Paolo
Cugini
Non si diventa
missionari perché si va in missione. È qualcosa che una persona deve avere dentro
come battezzato, come discepolo di Gesù, che lo vuole imitare, vuole seguire il
suo esempio. E allora con entusiasmo si prende su e si va per le strade, le
case ad incontrare le persone dove vive la gente e lì senza mediazione, senza
sotterfugi si annuncia il Vangelo di Gesù. Perché la realtà è questa e cioè che
il Vangelo per essere annunciato non ha bisogno di strutture, di cose molto
sofisticate. Ha semplicemente bisogno di un cuore che lo accolga e che
accogliendolo si faccia testimone, portatore, annunciatore.
Gesù non ha bisogno di
sofisticazioni: è l’inganno del mondo che complica tutto e soprattutto che
tenta di rendere tutto alla mercé dei ricchi, di coloro che le cose non le
accolgono, ma le comprano. Gesù, invece non lo compriamo. Forse qualcuno crede
di comprarlo, ma la realtà è un’altra. Anche perché Gesù fugge e si nasconde:
si nasconde là dove l’umanità non lo cerca e cioè nei poveri, nei sofferenti,
negli esclusi, negli emarginati, senza casa e senza terra. In questa
prospettiva missionaria, missionario non è solamente colui che annuncia il
Vangelo all’umanità, ma che allo stesso tempo è alla ricerca continua del
Signore. Perché la verità è che nessuno possiede il Signore, anche perché il
Signore non si lascia possedere da nessuno, e c’è continuamente bisogno di
cercarlo. E allora, il missionario mentre annuncia il Signore lo trova nei
poveri che ricevono l’annuncio, lo trova tutte le volte che si sforza di andare
fuori: fuori dalle Chiese, dagli oratori, dagli schemi prefissati; fuori per un
incontro più vero e autentico, perché povero e spogliato di tutto. Missionario
è colui che, come Cisto, è alla ricerca dell’uomo, della donna e lo va a
trovare per entrare nella sua casa, per cercare un’approssimazione, una
relazione. Di fatto, il missionario è anzitutto un uomo di relazione, che cerca
la relazione che ama conoscere gli altri e lasciarsi conoscere.
È chiaro che la
missionarietà comporta una stanchezza, un ritorno. Ciò significa che come c’è
il tempo dell’uscire fuori, c’è anche il tempo dell’entrare dentro.
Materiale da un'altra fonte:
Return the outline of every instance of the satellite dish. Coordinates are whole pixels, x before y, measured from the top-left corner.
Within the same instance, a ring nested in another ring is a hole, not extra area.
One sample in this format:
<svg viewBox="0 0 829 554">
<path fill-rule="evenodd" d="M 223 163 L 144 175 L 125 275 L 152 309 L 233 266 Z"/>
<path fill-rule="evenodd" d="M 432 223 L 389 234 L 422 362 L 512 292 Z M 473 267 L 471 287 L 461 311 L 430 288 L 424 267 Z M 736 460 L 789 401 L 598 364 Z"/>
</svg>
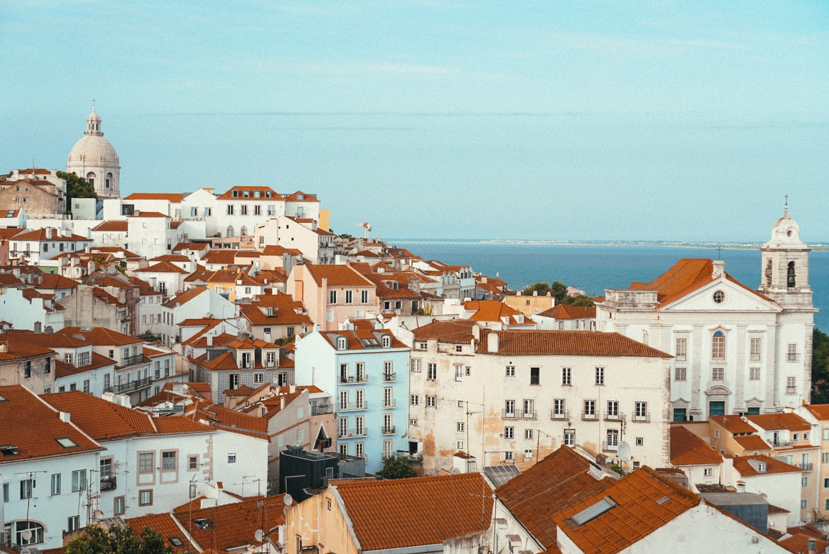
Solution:
<svg viewBox="0 0 829 554">
<path fill-rule="evenodd" d="M 619 459 L 621 459 L 625 464 L 629 462 L 630 459 L 633 458 L 630 451 L 630 445 L 624 440 L 619 443 L 619 445 L 617 447 L 616 452 L 619 455 Z"/>
</svg>

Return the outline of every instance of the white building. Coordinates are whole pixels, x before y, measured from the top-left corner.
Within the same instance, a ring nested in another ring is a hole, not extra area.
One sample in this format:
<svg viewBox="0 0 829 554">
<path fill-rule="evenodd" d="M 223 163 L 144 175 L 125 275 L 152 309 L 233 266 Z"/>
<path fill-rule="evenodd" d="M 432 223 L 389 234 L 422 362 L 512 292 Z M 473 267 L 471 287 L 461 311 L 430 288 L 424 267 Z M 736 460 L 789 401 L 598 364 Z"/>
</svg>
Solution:
<svg viewBox="0 0 829 554">
<path fill-rule="evenodd" d="M 809 249 L 787 214 L 761 249 L 759 291 L 725 273 L 725 262 L 681 260 L 650 283 L 606 290 L 599 331 L 670 352 L 673 419 L 766 413 L 808 401 L 816 309 Z"/>
<path fill-rule="evenodd" d="M 92 113 L 86 118 L 86 131 L 75 143 L 66 161 L 66 173 L 75 173 L 95 189 L 99 198 L 118 198 L 119 175 L 118 154 L 101 132 L 101 118 Z"/>
</svg>

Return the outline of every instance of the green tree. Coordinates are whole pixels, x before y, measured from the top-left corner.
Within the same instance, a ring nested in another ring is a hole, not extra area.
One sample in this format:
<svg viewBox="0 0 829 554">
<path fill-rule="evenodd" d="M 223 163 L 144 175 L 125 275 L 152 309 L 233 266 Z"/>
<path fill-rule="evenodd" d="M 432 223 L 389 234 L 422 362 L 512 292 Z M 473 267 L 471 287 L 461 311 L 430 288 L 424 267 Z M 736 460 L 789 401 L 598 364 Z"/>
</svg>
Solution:
<svg viewBox="0 0 829 554">
<path fill-rule="evenodd" d="M 829 335 L 812 333 L 812 403 L 829 404 Z"/>
<path fill-rule="evenodd" d="M 57 176 L 66 181 L 66 213 L 72 213 L 73 198 L 95 198 L 98 200 L 95 187 L 75 173 L 57 172 Z"/>
<path fill-rule="evenodd" d="M 153 529 L 144 527 L 135 535 L 129 527 L 114 525 L 109 529 L 88 527 L 72 539 L 64 550 L 65 554 L 172 554 L 164 546 L 164 538 Z"/>
<path fill-rule="evenodd" d="M 377 472 L 377 474 L 384 479 L 405 479 L 410 477 L 417 477 L 417 472 L 409 467 L 409 464 L 402 459 L 390 458 L 383 464 L 383 469 Z M 67 553 L 69 554 L 69 553 Z"/>
</svg>

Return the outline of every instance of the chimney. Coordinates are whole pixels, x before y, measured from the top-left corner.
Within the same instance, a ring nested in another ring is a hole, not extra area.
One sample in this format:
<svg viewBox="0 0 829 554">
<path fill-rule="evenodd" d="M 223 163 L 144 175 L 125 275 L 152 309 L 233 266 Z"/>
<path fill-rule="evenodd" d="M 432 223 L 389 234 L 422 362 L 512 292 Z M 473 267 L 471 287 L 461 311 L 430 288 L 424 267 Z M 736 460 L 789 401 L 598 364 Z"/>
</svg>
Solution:
<svg viewBox="0 0 829 554">
<path fill-rule="evenodd" d="M 498 333 L 490 333 L 487 335 L 487 352 L 498 352 Z"/>
<path fill-rule="evenodd" d="M 720 277 L 725 276 L 725 260 L 714 260 L 714 271 L 711 273 L 711 277 L 714 279 L 720 279 Z"/>
</svg>

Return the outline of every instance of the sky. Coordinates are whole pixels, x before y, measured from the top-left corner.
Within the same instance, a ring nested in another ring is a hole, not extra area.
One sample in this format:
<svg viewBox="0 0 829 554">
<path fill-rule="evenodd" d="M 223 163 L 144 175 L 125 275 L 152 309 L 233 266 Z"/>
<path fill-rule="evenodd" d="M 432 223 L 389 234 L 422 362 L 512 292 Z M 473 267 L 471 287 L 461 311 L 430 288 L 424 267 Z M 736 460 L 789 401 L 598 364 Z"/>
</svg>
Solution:
<svg viewBox="0 0 829 554">
<path fill-rule="evenodd" d="M 0 170 L 92 100 L 121 192 L 316 193 L 335 232 L 829 242 L 829 2 L 3 2 Z"/>
</svg>

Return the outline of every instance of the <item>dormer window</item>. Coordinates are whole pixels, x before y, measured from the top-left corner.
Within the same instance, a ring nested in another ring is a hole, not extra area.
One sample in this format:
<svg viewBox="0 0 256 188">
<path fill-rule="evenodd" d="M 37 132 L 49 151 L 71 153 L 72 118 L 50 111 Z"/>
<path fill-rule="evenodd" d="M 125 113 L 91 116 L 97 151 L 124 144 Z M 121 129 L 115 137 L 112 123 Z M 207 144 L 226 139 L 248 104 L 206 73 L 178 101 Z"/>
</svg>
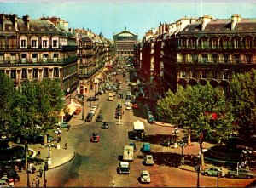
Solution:
<svg viewBox="0 0 256 188">
<path fill-rule="evenodd" d="M 20 37 L 20 48 L 27 48 L 27 37 L 26 36 Z"/>
<path fill-rule="evenodd" d="M 49 38 L 47 37 L 42 37 L 42 48 L 48 48 L 49 45 Z"/>
</svg>

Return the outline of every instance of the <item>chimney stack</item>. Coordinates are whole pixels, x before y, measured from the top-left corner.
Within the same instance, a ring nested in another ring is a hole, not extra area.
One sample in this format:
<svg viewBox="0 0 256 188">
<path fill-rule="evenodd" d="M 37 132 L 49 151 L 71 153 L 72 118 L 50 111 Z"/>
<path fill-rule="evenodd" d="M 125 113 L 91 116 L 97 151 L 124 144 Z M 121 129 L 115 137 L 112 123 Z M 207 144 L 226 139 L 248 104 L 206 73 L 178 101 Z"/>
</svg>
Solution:
<svg viewBox="0 0 256 188">
<path fill-rule="evenodd" d="M 17 15 L 16 14 L 9 15 L 9 20 L 12 22 L 13 26 L 15 26 L 15 31 L 18 31 Z"/>
<path fill-rule="evenodd" d="M 212 17 L 210 15 L 204 15 L 203 17 L 201 17 L 201 31 L 205 31 L 207 25 L 212 21 Z"/>
<path fill-rule="evenodd" d="M 29 15 L 23 15 L 23 21 L 24 21 L 24 24 L 25 26 L 27 27 L 27 30 L 30 30 L 30 26 L 29 26 L 29 20 L 30 20 L 30 18 L 29 18 Z"/>
<path fill-rule="evenodd" d="M 236 24 L 239 23 L 241 20 L 240 14 L 234 14 L 231 16 L 231 30 L 235 29 Z"/>
<path fill-rule="evenodd" d="M 0 24 L 3 26 L 3 31 L 5 31 L 4 20 L 5 20 L 5 14 L 0 14 Z"/>
</svg>

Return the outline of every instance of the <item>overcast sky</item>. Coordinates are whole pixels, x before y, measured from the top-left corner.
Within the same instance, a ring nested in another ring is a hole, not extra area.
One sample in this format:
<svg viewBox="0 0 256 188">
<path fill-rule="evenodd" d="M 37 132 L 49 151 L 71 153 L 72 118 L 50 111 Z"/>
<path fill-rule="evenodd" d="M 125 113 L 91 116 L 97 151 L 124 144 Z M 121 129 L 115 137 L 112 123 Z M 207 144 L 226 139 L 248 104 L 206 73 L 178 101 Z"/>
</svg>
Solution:
<svg viewBox="0 0 256 188">
<path fill-rule="evenodd" d="M 125 26 L 142 38 L 148 29 L 156 28 L 160 22 L 172 23 L 184 16 L 230 18 L 232 14 L 239 14 L 242 18 L 256 18 L 256 3 L 252 3 L 253 0 L 244 3 L 224 1 L 41 0 L 32 3 L 26 0 L 19 3 L 18 0 L 0 0 L 0 13 L 15 14 L 19 17 L 28 14 L 31 19 L 55 16 L 68 21 L 71 28 L 89 28 L 96 34 L 102 31 L 108 39 L 113 39 L 113 33 L 124 31 Z"/>
</svg>

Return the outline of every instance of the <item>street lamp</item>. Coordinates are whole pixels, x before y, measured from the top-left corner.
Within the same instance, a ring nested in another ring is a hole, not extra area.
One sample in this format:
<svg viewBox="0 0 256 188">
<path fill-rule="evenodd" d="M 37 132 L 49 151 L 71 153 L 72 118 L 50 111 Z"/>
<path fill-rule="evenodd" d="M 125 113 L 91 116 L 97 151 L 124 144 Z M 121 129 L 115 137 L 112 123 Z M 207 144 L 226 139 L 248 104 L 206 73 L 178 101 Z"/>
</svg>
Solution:
<svg viewBox="0 0 256 188">
<path fill-rule="evenodd" d="M 175 143 L 177 143 L 177 135 L 179 134 L 179 130 L 177 128 L 175 128 L 174 130 L 172 131 L 172 134 L 175 135 Z"/>
<path fill-rule="evenodd" d="M 84 94 L 82 95 L 82 102 L 83 102 L 83 105 L 82 105 L 82 120 L 84 120 Z"/>
</svg>

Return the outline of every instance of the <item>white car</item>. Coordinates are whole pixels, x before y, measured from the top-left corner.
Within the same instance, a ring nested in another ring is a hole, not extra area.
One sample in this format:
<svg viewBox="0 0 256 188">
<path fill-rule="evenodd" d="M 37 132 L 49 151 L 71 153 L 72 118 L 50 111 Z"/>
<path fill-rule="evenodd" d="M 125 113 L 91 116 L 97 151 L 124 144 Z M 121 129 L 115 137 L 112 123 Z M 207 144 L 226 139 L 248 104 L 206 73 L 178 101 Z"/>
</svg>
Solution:
<svg viewBox="0 0 256 188">
<path fill-rule="evenodd" d="M 150 183 L 150 174 L 148 170 L 143 170 L 141 173 L 141 182 Z"/>
<path fill-rule="evenodd" d="M 132 109 L 132 107 L 131 105 L 126 106 L 126 110 L 131 110 L 131 109 Z"/>
</svg>

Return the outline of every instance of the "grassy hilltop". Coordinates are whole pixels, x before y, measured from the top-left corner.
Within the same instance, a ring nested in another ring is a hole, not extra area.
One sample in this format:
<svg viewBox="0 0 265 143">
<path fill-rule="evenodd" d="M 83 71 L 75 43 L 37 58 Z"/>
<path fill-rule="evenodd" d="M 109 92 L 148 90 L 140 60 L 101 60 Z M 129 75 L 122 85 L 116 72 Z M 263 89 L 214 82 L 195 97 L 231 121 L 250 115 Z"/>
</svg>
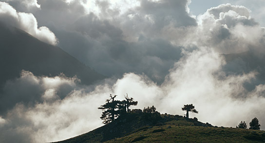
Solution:
<svg viewBox="0 0 265 143">
<path fill-rule="evenodd" d="M 214 126 L 178 115 L 149 115 L 128 113 L 88 133 L 57 143 L 265 142 L 264 131 Z"/>
</svg>

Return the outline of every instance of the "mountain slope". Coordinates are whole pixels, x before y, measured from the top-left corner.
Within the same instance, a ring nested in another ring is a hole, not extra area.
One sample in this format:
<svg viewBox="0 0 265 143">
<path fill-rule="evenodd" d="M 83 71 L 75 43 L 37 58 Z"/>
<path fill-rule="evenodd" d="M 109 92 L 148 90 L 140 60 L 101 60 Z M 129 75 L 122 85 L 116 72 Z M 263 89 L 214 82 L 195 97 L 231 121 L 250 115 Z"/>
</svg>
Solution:
<svg viewBox="0 0 265 143">
<path fill-rule="evenodd" d="M 66 53 L 26 32 L 0 23 L 0 85 L 18 77 L 22 70 L 36 75 L 76 75 L 89 85 L 105 77 Z"/>
<path fill-rule="evenodd" d="M 213 126 L 178 115 L 161 116 L 154 123 L 145 119 L 144 113 L 130 113 L 88 133 L 56 143 L 261 143 L 265 140 L 264 131 Z"/>
</svg>

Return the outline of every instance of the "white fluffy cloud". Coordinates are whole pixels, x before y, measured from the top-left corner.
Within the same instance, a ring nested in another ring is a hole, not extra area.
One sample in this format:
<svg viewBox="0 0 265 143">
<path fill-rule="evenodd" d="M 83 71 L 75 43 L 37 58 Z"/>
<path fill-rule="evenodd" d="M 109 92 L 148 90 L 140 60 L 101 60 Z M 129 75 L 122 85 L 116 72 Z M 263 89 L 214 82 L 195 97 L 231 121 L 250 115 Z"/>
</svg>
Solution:
<svg viewBox="0 0 265 143">
<path fill-rule="evenodd" d="M 3 1 L 22 5 L 28 10 L 40 8 L 40 5 L 38 3 L 37 0 L 3 0 Z"/>
<path fill-rule="evenodd" d="M 198 17 L 197 42 L 212 47 L 220 53 L 239 53 L 248 50 L 264 52 L 264 29 L 242 6 L 222 4 Z M 196 38 L 196 37 L 194 37 Z"/>
<path fill-rule="evenodd" d="M 185 113 L 181 110 L 183 105 L 192 103 L 199 114 L 190 116 L 214 125 L 234 127 L 241 120 L 248 123 L 255 117 L 263 125 L 265 110 L 260 107 L 265 106 L 263 94 L 265 85 L 259 85 L 253 91 L 247 91 L 244 84 L 255 78 L 256 73 L 226 76 L 221 70 L 225 64 L 214 50 L 201 48 L 186 53 L 161 86 L 145 75 L 131 73 L 124 74 L 113 85 L 99 85 L 89 91 L 88 87 L 79 87 L 75 78 L 38 77 L 23 71 L 21 76 L 13 81 L 17 84 L 10 85 L 14 89 L 21 84 L 44 88 L 43 101 L 33 106 L 18 104 L 0 118 L 1 139 L 4 142 L 18 140 L 22 143 L 41 143 L 85 133 L 101 125 L 101 111 L 97 107 L 104 104 L 110 93 L 118 94 L 118 98 L 122 99 L 128 93 L 139 102 L 137 107 L 132 107 L 143 108 L 153 105 L 162 113 L 182 115 Z M 59 98 L 57 93 L 65 90 L 62 86 L 65 84 L 72 90 L 65 98 Z M 30 88 L 28 87 L 27 89 Z"/>
<path fill-rule="evenodd" d="M 32 14 L 17 12 L 7 3 L 0 1 L 0 19 L 1 22 L 19 28 L 43 42 L 54 45 L 58 42 L 55 34 L 48 28 L 38 27 Z"/>
<path fill-rule="evenodd" d="M 257 73 L 227 75 L 222 71 L 226 63 L 220 55 L 247 50 L 264 54 L 264 29 L 251 18 L 249 9 L 222 4 L 196 19 L 189 13 L 189 0 L 96 1 L 39 0 L 43 7 L 36 14 L 42 25 L 54 24 L 63 49 L 77 53 L 76 56 L 98 70 L 123 73 L 120 71 L 124 69 L 126 72 L 136 69 L 135 72 L 150 72 L 158 77 L 162 74 L 159 70 L 164 67 L 161 65 L 167 65 L 166 71 L 171 70 L 166 81 L 158 85 L 145 75 L 125 73 L 114 84 L 97 85 L 91 90 L 79 85 L 75 77 L 39 77 L 23 71 L 20 78 L 7 83 L 7 93 L 37 92 L 40 99 L 31 106 L 18 104 L 0 117 L 0 139 L 5 142 L 52 142 L 95 129 L 102 125 L 97 107 L 110 93 L 121 99 L 128 93 L 139 102 L 136 108 L 154 105 L 158 111 L 172 114 L 183 115 L 183 105 L 192 103 L 199 114 L 191 117 L 219 126 L 235 127 L 242 120 L 248 123 L 256 117 L 265 128 L 265 110 L 260 108 L 265 106 L 265 84 L 246 90 L 245 84 Z M 126 2 L 128 7 L 120 9 L 119 4 Z M 81 8 L 84 6 L 88 10 Z M 0 8 L 4 21 L 56 43 L 49 29 L 38 29 L 32 14 L 17 12 L 4 2 L 0 3 Z M 94 14 L 88 14 L 87 10 Z M 65 13 L 68 18 L 62 16 Z M 176 62 L 180 51 L 182 56 Z M 109 71 L 111 68 L 113 71 Z"/>
</svg>

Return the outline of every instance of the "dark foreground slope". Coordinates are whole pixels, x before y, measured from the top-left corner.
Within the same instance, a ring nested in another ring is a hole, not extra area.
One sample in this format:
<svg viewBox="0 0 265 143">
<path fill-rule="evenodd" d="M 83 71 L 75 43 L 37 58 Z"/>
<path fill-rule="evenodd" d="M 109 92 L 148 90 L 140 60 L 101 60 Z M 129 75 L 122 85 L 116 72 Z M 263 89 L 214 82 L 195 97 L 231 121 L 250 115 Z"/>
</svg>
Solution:
<svg viewBox="0 0 265 143">
<path fill-rule="evenodd" d="M 0 85 L 19 77 L 22 70 L 36 75 L 76 75 L 87 85 L 105 78 L 59 47 L 22 30 L 0 23 Z"/>
<path fill-rule="evenodd" d="M 156 123 L 132 113 L 87 133 L 57 143 L 262 143 L 265 132 L 213 126 L 178 115 Z"/>
</svg>

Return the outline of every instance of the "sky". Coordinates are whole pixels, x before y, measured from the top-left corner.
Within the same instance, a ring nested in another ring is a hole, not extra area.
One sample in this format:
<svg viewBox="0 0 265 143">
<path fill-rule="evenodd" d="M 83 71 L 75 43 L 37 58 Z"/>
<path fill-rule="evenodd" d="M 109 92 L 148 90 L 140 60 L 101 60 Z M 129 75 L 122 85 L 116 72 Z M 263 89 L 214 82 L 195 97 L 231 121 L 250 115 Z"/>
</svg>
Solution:
<svg viewBox="0 0 265 143">
<path fill-rule="evenodd" d="M 183 115 L 183 105 L 192 103 L 199 114 L 190 116 L 214 125 L 248 125 L 257 117 L 264 130 L 265 83 L 259 71 L 232 72 L 246 65 L 240 58 L 227 63 L 222 54 L 251 51 L 264 57 L 263 1 L 0 0 L 0 22 L 109 77 L 88 86 L 76 77 L 21 71 L 6 82 L 4 94 L 22 98 L 38 92 L 42 101 L 16 102 L 0 115 L 0 142 L 55 142 L 98 127 L 97 107 L 110 93 L 122 99 L 128 93 L 138 101 L 134 107 L 153 105 L 161 113 Z"/>
</svg>

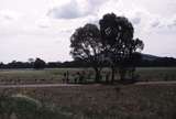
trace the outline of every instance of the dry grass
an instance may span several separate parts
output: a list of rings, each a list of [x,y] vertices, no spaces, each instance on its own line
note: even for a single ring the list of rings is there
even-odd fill
[[[74,119],[175,119],[176,86],[105,86],[1,89],[53,104]]]

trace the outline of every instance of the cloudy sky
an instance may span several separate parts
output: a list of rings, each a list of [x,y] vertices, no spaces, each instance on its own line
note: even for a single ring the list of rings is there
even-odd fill
[[[124,15],[143,53],[176,57],[176,0],[0,0],[0,62],[69,61],[69,36],[105,13]]]

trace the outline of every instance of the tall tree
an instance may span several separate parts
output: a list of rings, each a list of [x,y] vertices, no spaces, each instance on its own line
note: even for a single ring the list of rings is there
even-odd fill
[[[41,58],[35,60],[35,62],[34,62],[35,69],[43,69],[43,68],[45,68],[45,66],[46,66],[46,63],[43,60],[41,60]]]
[[[143,42],[139,39],[133,40],[133,25],[124,17],[108,13],[103,15],[99,24],[105,54],[109,57],[108,62],[112,71],[111,82],[114,80],[117,66],[119,67],[121,79],[123,79],[127,62],[132,60],[132,54],[138,48],[143,48]]]
[[[96,72],[96,82],[100,82],[102,68],[102,44],[100,31],[95,24],[86,24],[77,29],[70,36],[70,54],[74,60],[81,60],[91,65]]]

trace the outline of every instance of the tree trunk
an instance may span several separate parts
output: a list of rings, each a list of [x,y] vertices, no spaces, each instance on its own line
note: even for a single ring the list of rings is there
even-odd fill
[[[95,82],[100,83],[100,71],[98,68],[95,68],[95,72],[96,72]]]
[[[116,73],[114,67],[111,67],[111,83],[112,84],[114,83],[114,73]]]
[[[123,67],[119,68],[120,80],[124,80],[125,73],[127,73],[125,68],[123,68]]]

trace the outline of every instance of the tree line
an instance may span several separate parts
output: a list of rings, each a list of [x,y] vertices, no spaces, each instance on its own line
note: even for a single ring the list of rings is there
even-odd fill
[[[103,64],[111,69],[111,83],[117,72],[121,80],[127,72],[133,78],[144,47],[142,40],[133,35],[134,28],[127,18],[107,13],[99,20],[99,25],[87,23],[75,30],[70,36],[70,54],[75,61],[85,61],[92,67],[97,83]]]

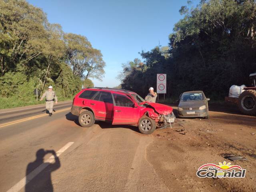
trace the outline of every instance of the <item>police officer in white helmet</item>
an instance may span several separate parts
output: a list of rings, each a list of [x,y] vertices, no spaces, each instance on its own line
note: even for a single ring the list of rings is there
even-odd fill
[[[148,91],[149,92],[145,98],[145,100],[146,100],[146,101],[155,103],[156,97],[157,97],[157,94],[156,92],[154,92],[154,88],[152,87],[150,87],[148,90]]]
[[[42,101],[44,97],[46,97],[46,110],[49,111],[49,116],[50,117],[52,114],[52,108],[53,108],[53,104],[54,101],[55,103],[58,103],[57,96],[55,94],[55,92],[52,90],[52,86],[49,86],[48,87],[48,90],[42,96],[40,100]]]

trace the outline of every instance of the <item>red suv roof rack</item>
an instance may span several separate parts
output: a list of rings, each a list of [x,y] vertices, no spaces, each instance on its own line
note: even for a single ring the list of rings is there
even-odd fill
[[[124,92],[125,92],[126,93],[128,93],[129,92],[132,92],[132,93],[134,93],[134,92],[133,91],[130,91],[129,90],[126,90],[125,89],[116,89],[115,88],[106,88],[106,87],[88,87],[87,88],[87,89],[106,89],[108,90],[113,90],[114,91],[123,91]]]

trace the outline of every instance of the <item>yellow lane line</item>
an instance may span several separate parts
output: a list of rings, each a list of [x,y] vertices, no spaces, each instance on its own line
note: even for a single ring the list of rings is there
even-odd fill
[[[58,110],[56,112],[54,113],[54,114],[59,113],[60,112],[62,112],[62,111],[66,111],[66,110],[68,110],[68,109],[70,109],[70,108],[69,107],[68,108],[66,108],[65,109],[62,109],[61,110]],[[29,120],[31,120],[32,119],[35,119],[36,118],[38,118],[39,117],[43,117],[44,116],[46,116],[47,115],[49,115],[48,114],[42,114],[41,115],[36,115],[35,116],[32,116],[32,117],[28,117],[27,118],[25,118],[24,119],[20,119],[18,120],[16,120],[16,121],[12,121],[11,122],[8,122],[8,123],[4,123],[3,124],[0,124],[0,128],[3,127],[5,127],[6,126],[8,126],[9,125],[13,125],[14,124],[16,124],[16,123],[20,123],[21,122],[23,122],[24,121],[26,121]]]

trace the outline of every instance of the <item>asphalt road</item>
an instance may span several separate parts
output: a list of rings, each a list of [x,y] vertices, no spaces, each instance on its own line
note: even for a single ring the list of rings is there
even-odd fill
[[[0,191],[169,191],[146,159],[153,135],[82,128],[71,104],[60,102],[52,117],[43,106],[0,110]]]

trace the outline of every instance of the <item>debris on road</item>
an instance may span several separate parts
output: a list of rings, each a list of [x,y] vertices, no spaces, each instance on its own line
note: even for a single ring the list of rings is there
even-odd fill
[[[233,161],[238,160],[249,161],[245,157],[241,157],[241,156],[230,156],[225,157],[225,158]]]
[[[176,129],[175,130],[175,131],[176,131],[177,132],[181,132],[182,131],[184,131],[184,130],[185,130],[185,129]]]

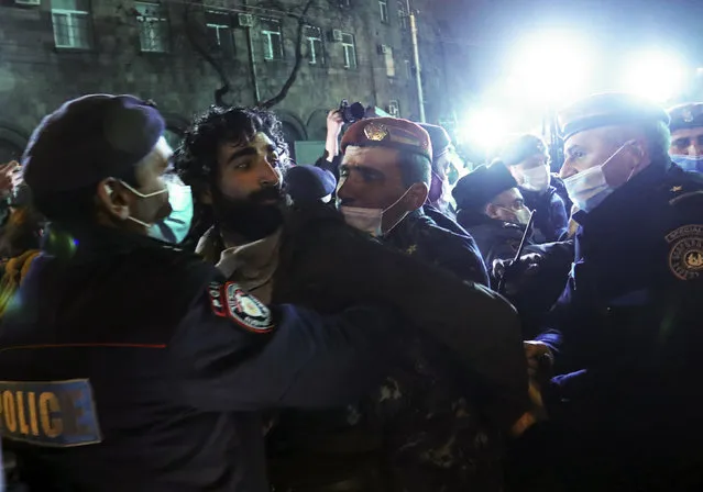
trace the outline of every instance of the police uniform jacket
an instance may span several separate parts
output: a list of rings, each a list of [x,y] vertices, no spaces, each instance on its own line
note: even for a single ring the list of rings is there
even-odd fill
[[[627,444],[617,459],[679,452],[700,436],[703,182],[653,163],[574,219],[575,261],[539,337],[572,403],[559,411],[583,436]]]
[[[257,411],[343,404],[380,376],[381,311],[272,313],[195,256],[69,231],[0,332],[0,431],[31,490],[263,492]]]

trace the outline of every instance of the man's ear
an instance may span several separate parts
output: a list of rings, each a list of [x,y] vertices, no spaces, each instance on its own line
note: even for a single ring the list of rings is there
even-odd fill
[[[429,188],[424,182],[416,182],[408,189],[406,200],[408,203],[408,212],[419,209],[427,201]]]
[[[491,219],[498,219],[498,208],[493,203],[488,203],[484,210],[485,214]]]
[[[198,200],[200,203],[206,205],[212,204],[212,191],[210,191],[210,187],[202,187],[198,192]]]
[[[114,178],[103,179],[98,183],[97,200],[112,217],[124,221],[130,215],[129,191]]]

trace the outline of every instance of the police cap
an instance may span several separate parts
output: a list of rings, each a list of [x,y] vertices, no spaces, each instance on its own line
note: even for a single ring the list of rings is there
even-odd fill
[[[669,109],[669,128],[672,132],[683,128],[695,128],[703,126],[703,103],[691,102],[688,104],[675,105]]]
[[[452,195],[460,210],[477,210],[510,188],[517,188],[517,181],[505,164],[496,160],[490,166],[479,166],[461,178]]]
[[[290,167],[284,182],[294,202],[317,201],[332,194],[337,188],[334,175],[315,166]]]
[[[657,121],[669,124],[669,115],[663,109],[645,99],[620,92],[590,96],[559,113],[559,126],[564,139],[601,126]]]
[[[154,148],[164,128],[158,111],[133,96],[74,99],[34,130],[22,156],[24,181],[36,198],[124,176]]]
[[[370,118],[360,120],[342,137],[342,152],[348,146],[387,147],[407,150],[432,161],[430,136],[418,124],[399,118]]]

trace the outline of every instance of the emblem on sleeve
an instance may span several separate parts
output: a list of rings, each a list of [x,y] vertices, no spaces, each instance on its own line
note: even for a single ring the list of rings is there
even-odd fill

Ed è il
tempo della preghiera, della riflessione, del voltarsi dinanzi al Padre. È il
momento, anche dell’accoglienza dell’altro. La missione, per chi la vive,
comporta anche un cambiamento. Ogni approssimazione, se è autentica, comporta
un mutamento. C’è qualcosa che deve morire per lasciare spazio all’altro, alla
novità dell’altro. E l’altro è il fratello, la sorella alla quale mi sono
avvicinato per portargli un annuncio di salvezza che è la conoscenza del
Signore. E in questo incontro scopriamo che c’è qualcosa che non conoscevamo,
che non sapevamo; scopriamo che mentre portiamo il Signore, Lui stesso ci sta
aspettando nel fratello, nella sorella. Per questo c’è sempre una morte in un
incontro di annuncio, perché il nuovo uccide ciò che è passato, il vecchio, per
fare spazio alla novità. Non c’è risurrezione senza morte (Diario 2000).